Providers See Different Destinations for Inflight Broadband Demand
PARIS — Airline broadband providers Gogo, Global Eagle Entertainment (GEE) and ViaSat disagreed on whether today’s aeronautical connectivity business, valued at less than $1 billion, will be hugely more valuable in the coming years as bandwidth demand by airlines for their own purposes dwarfs demand by passengers.
The unanswered question is who’s right? Gogo and GEE, which see the connected aircraft business growing to $30 billion or more in 20 years? Or ViaSat, which thinks passenger demand will remain the main driver of demand?
“We view this as a $30 billion industry,” said Michael Small, chief executive of Chicago-based Gogo, whose U.S.-based air-to-ground business is now expanding to include Ku-band satellites with Gogo’s new 2Ku aeronautical satellite antenna, and going global with satellite capacity worldwide. “The industry is not yet at the $1 billion mark, so there is huge growth.”
Gogo expects to report nearly $500 million in revenue in 2015, up from $37 million six years ago.
Addressing a debate organized Dec. 7 by the Macquarie Group investment bank, Small said 2Ku — starting with airline passengers, then moving to airline routing and aircraft-maintenance data — will permit higher-efficiency Ku-band satellite connections, leading to lower-cost megabits per second for passengers.
GEE, based in Marina Del Rey, California, has a dominant market share in the provision of film and other digital media to airlines and is now buying satellite capacity worldwide to provide broadband to passengers.
GEE Chief Executive Dave Davis agreed with Small that satellite connectivity ultimately will be viewed as indispensable to airlines as they seek to find operating efficiencies that, while small per flight, add up to big numbers. “I think the $30 billion estimates in the long run are realistic,” he said.
“The opportunity is huge because it’s so valuable to the airline,” Davis said. “Small improvements in aircraft routing, in fuel burn, drive huge dollar savings for the airlines.
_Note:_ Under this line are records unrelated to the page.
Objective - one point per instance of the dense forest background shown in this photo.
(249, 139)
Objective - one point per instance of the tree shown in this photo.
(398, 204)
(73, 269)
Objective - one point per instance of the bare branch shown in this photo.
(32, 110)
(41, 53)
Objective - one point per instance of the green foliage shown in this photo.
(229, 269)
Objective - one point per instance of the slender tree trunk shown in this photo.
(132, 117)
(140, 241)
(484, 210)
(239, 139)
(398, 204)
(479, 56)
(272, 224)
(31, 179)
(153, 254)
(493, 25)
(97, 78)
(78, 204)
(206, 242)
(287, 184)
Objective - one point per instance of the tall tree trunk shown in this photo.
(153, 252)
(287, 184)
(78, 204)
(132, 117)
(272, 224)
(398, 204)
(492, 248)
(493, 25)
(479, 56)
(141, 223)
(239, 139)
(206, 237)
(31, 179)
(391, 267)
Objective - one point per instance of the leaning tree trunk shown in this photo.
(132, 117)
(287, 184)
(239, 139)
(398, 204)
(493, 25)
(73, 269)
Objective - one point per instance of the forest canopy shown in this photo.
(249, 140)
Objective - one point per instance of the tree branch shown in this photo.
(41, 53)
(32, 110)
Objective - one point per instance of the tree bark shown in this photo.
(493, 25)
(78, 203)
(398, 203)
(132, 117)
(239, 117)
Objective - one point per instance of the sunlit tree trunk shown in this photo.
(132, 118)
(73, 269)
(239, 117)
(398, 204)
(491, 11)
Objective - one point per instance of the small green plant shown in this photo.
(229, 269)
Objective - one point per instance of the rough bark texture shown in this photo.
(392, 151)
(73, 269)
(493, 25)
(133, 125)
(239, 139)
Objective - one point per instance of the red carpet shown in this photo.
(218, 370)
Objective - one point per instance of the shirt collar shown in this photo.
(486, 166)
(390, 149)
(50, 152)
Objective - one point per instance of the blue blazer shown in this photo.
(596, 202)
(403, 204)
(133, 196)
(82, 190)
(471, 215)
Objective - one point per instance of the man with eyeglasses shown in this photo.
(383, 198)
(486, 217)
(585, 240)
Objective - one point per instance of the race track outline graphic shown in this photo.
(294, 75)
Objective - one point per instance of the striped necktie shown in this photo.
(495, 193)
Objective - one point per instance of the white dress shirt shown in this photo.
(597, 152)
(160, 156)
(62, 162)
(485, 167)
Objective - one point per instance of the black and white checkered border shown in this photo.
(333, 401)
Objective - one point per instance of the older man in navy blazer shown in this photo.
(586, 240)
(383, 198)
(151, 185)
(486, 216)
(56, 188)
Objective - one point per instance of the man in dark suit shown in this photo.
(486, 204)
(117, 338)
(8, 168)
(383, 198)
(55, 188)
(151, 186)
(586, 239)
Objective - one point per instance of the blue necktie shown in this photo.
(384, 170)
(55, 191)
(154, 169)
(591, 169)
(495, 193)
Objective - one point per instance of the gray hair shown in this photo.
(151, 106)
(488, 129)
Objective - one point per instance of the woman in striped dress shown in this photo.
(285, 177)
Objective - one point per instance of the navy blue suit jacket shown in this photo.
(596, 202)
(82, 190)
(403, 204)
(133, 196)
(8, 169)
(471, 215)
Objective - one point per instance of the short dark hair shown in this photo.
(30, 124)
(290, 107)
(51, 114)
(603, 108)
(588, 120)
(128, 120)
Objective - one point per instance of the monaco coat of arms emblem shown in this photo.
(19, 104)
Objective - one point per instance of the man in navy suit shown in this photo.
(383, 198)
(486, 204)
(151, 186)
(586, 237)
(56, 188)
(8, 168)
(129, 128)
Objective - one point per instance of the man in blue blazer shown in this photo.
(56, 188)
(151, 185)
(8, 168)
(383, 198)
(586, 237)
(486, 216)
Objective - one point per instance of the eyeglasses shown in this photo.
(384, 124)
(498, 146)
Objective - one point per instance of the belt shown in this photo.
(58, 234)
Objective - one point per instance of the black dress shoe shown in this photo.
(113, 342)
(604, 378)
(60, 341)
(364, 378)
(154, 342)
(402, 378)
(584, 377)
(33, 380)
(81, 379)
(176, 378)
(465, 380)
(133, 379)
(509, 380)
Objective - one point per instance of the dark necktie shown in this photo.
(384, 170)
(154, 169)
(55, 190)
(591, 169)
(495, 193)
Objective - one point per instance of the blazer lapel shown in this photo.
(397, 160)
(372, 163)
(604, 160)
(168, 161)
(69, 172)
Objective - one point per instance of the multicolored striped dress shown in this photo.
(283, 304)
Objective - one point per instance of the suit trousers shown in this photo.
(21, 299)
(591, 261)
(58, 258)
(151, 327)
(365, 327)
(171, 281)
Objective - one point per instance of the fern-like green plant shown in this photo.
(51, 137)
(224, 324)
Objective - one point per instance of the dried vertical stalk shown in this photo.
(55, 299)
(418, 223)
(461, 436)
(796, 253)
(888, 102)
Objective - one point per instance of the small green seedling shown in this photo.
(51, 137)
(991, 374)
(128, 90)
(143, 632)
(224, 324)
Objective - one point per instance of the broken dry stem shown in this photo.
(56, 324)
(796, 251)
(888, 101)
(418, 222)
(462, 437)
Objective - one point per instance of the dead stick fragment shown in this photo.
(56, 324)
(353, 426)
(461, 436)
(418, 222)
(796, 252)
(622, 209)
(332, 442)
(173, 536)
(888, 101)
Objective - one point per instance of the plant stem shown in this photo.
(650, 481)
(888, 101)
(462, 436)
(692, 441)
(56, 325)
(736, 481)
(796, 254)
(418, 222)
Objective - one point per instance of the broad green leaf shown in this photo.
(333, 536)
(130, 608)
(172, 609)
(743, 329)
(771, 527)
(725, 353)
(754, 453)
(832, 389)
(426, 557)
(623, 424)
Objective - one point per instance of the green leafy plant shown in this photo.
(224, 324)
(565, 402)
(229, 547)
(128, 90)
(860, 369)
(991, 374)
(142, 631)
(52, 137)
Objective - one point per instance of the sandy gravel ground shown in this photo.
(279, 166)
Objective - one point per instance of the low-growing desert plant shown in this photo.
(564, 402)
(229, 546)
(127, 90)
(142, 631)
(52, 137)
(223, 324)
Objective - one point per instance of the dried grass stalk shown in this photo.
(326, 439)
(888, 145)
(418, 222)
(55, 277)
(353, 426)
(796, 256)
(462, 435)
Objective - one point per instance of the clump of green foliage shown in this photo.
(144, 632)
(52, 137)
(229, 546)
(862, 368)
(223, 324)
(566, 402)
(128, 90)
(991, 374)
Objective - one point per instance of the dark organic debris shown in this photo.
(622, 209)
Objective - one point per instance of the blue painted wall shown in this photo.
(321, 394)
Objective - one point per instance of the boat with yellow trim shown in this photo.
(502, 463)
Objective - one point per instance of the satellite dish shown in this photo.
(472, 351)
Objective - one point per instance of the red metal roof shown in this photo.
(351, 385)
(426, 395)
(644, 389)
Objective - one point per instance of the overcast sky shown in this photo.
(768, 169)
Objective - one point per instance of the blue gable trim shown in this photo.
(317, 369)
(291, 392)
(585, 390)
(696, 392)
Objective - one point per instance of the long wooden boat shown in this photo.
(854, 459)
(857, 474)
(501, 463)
The installation and purchase of the [satellite communications] systems will be driven more by the operating savings.”
ViaSat Inc. of Carlsbad, California, comes at the market as a fixed and mobile broadband provider to the consumer market and to the U.S. Department of Defense, whose business with ViaSat has been growing in the past couple of years, unlike many defense sectors.
ViaSat has one large Ka-band satellite in orbit, another even larger one scheduled for launch in about a year and recently announced plans for a three-satellite constellation covering the globe, with each satellite generating more than 1 terabit per second of throughput.
ViaSat President and Chief Operating Officer Rick Baldridge said streaming video demand from passengers will be so large that it will overwhelm other uses, even assuming a fully connected aircraft sending and receiving large files on system health and flight optimization.
“We have several hundred aircraft flying for [the Defense Department], with top-secret-and-above security levels,” Baldridge said. “A lot of that turns out to be operational data. So yes, it is valuable, but it’s just an add-on business to the consumer business.
“We don’t believe we’re going to be able to extort much money out of the airlines for data that is in the same stream that is pulling data off the aircraft,” Baldridge said.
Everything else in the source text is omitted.